お付き合い頂けたらありがたいです。どうぞよろしく。

2001年東北の旅 その17

 

 江刺からさらに南へ下ると、とうとう振り出しの一関である。一関に入った頃にはすでに日は暮れていたが、10日前にすでに大方の調べはついていた。テン場を設営するなり自転車を組み、出発。目的地はそう、ベイシーである。今日は金曜、今度は大丈夫だろう。「コカ・コーラ」の赤字に白抜きの電飾看板にも灯が入っている。さて、と扉に手を掛けると、目に飛びこんできたのは「準備中」の文字。そりゃないでしょう。

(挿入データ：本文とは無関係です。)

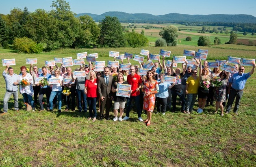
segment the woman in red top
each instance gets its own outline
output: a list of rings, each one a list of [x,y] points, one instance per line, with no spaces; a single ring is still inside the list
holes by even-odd
[[[97,79],[96,78],[96,74],[92,70],[91,70],[88,73],[89,79],[87,79],[85,81],[85,93],[86,94],[87,97],[87,103],[88,104],[89,108],[89,113],[90,117],[88,120],[93,118],[92,121],[95,122],[97,117],[97,111],[96,110],[96,103],[97,102]]]

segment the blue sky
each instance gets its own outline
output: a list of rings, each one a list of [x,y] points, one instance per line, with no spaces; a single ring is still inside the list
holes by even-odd
[[[52,0],[1,0],[0,13],[6,15],[14,8],[30,12],[37,9],[51,10]],[[256,17],[256,0],[67,0],[71,11],[76,13],[100,15],[108,11],[162,15],[177,13],[189,15],[244,14]]]

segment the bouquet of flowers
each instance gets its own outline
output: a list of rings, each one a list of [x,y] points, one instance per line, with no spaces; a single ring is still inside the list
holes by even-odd
[[[42,87],[46,85],[49,85],[48,81],[47,81],[47,79],[46,78],[43,78],[43,79],[40,80],[39,81],[39,84]]]
[[[204,79],[200,81],[200,87],[206,90],[208,90],[210,87],[210,84],[209,80]]]
[[[23,79],[20,81],[20,84],[23,87],[24,87],[28,85],[28,81],[27,79]]]
[[[219,77],[214,77],[210,81],[210,84],[213,87],[219,87],[222,86],[222,82]]]
[[[62,94],[67,96],[70,95],[71,94],[70,89],[68,87],[65,87],[64,88],[64,90],[62,91]]]

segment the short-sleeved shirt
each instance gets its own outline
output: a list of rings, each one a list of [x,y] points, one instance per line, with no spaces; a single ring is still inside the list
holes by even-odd
[[[85,81],[85,86],[87,87],[87,94],[86,96],[88,97],[97,97],[98,79],[95,79],[94,81],[87,79]]]
[[[186,70],[186,72],[184,74],[184,75],[183,75],[183,77],[182,79],[182,84],[184,86],[186,85],[186,82],[187,80],[188,79],[189,77],[190,77],[192,75],[192,72],[190,73],[188,73],[188,71]]]
[[[171,89],[171,90],[174,91],[180,92],[182,90],[182,85],[181,84],[181,81],[182,81],[182,78],[183,77],[183,74],[182,73],[180,73],[180,75],[176,76],[176,75],[174,73],[172,75],[173,77],[176,77],[176,82],[175,85]]]
[[[190,94],[197,93],[200,83],[199,77],[197,77],[196,79],[192,76],[189,77],[186,82],[186,83],[188,85],[188,93]]]
[[[127,82],[128,84],[132,85],[132,92],[131,93],[131,96],[139,95],[139,91],[136,91],[136,90],[139,87],[139,85],[142,83],[141,76],[136,73],[133,76],[131,74],[129,74],[127,76]]]
[[[5,80],[5,87],[6,89],[10,91],[17,91],[18,90],[18,85],[14,85],[13,82],[19,80],[19,76],[15,73],[12,75],[7,74],[5,71],[3,72],[3,77]]]
[[[157,82],[159,83],[161,81],[161,80],[160,79],[157,80]],[[165,98],[169,96],[169,94],[168,92],[168,86],[170,85],[170,83],[165,82],[160,84],[158,84],[158,86],[159,88],[159,91],[156,94],[156,96],[161,98]]]
[[[117,88],[117,85],[115,85],[116,82],[113,82],[112,83],[112,87],[114,88],[115,89]],[[125,81],[123,82],[123,84],[128,84],[128,83]],[[114,101],[116,102],[124,102],[126,101],[127,98],[125,97],[123,97],[121,96],[117,96],[117,92],[115,92],[113,94],[113,98],[114,99]]]
[[[63,78],[61,75],[59,75],[59,77],[56,77],[53,75],[52,76],[51,78],[59,78],[61,79],[61,81],[62,81],[63,80]],[[62,88],[61,87],[61,84],[54,84],[52,85],[52,90],[53,91],[60,91],[62,90]]]
[[[49,81],[49,79],[52,77],[52,75],[47,73],[46,75],[44,76],[43,75],[42,73],[39,75],[38,77],[45,77],[47,79],[47,81]],[[47,88],[48,87],[49,87],[49,86],[50,86],[49,85],[46,85],[43,87],[41,86],[41,89]]]
[[[243,73],[241,75],[239,73],[236,73],[230,79],[229,82],[232,84],[232,88],[233,89],[241,90],[245,88],[247,79],[250,76],[250,73]]]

 何のかのといったところで始まらない。それなら、どこかで飲むなりしてまた出直せばよい。だいたい僕らはまだ夕飯前なのだ。


 郊外で見かけた蔵の店に行ってみることにした。


  見るからに重厚な白壁の蔵を居酒屋に仕立てているこの店、木額に“Bothy” と書かれてある。ボシィとでも発音すればいいのだろうか。「春夏冬二升五合」にたぬきの図柄ののれんが何とも不似合いだが、まあ、いい。

 

Bothy前にて


 これまた重厚な木のドアを押して入ってみれば、なかは意外にも洋風仕立て。混みあってはいたが、カウンターに空きがあった。酒は、とみればスコッチのシングルモルトウィスキーがずいぶんとたくさん並んでいる。それも見たことのない銘柄ばかり。ハイランド、スペイサイド、アイラなどと産地名の解説もあるが、こちらの基礎知識が不足しているせいで、イメージの作りようがない。生ビールをあおったあと、ともかくショットで頼むことにした。

 

調べてみたが、どうも移転しているようだ

しかし、評価4.6なんて、見たことない!

 

 カウンターの向こうは男性3人、動きはテキパキとしていて気持ちいい。何という銘柄を選んだのか、もう思い出すこともできないが、これはどうかなと指し示したら、いや、それはちょっと、こっちの方がいいかも知れません、なんて答えが返ってくる。何でも、スコッチの、いわば地酒には、相当強い個性を持った酒が多いらしく、慣れない人にはあまりお勧めできない、というものもあるそうだ。


 せっかくなので、むしろそんなクセモノでも試してみようか、と思わないでもなかったが、料理もあることなので、アドバイスに従うことにした。


 しかしこの店、料理もうまい。特に馬刺(800円也)は絶品。腕とはあんまり関係なかろうが、霜降りの、これは最高級品と言ってよい。あんまりうまいので二皿頼んだら、どう見ても二皿目の方が盛りが多い。少し多めに切っときました、だって。うれしいじゃないの、おにいさん。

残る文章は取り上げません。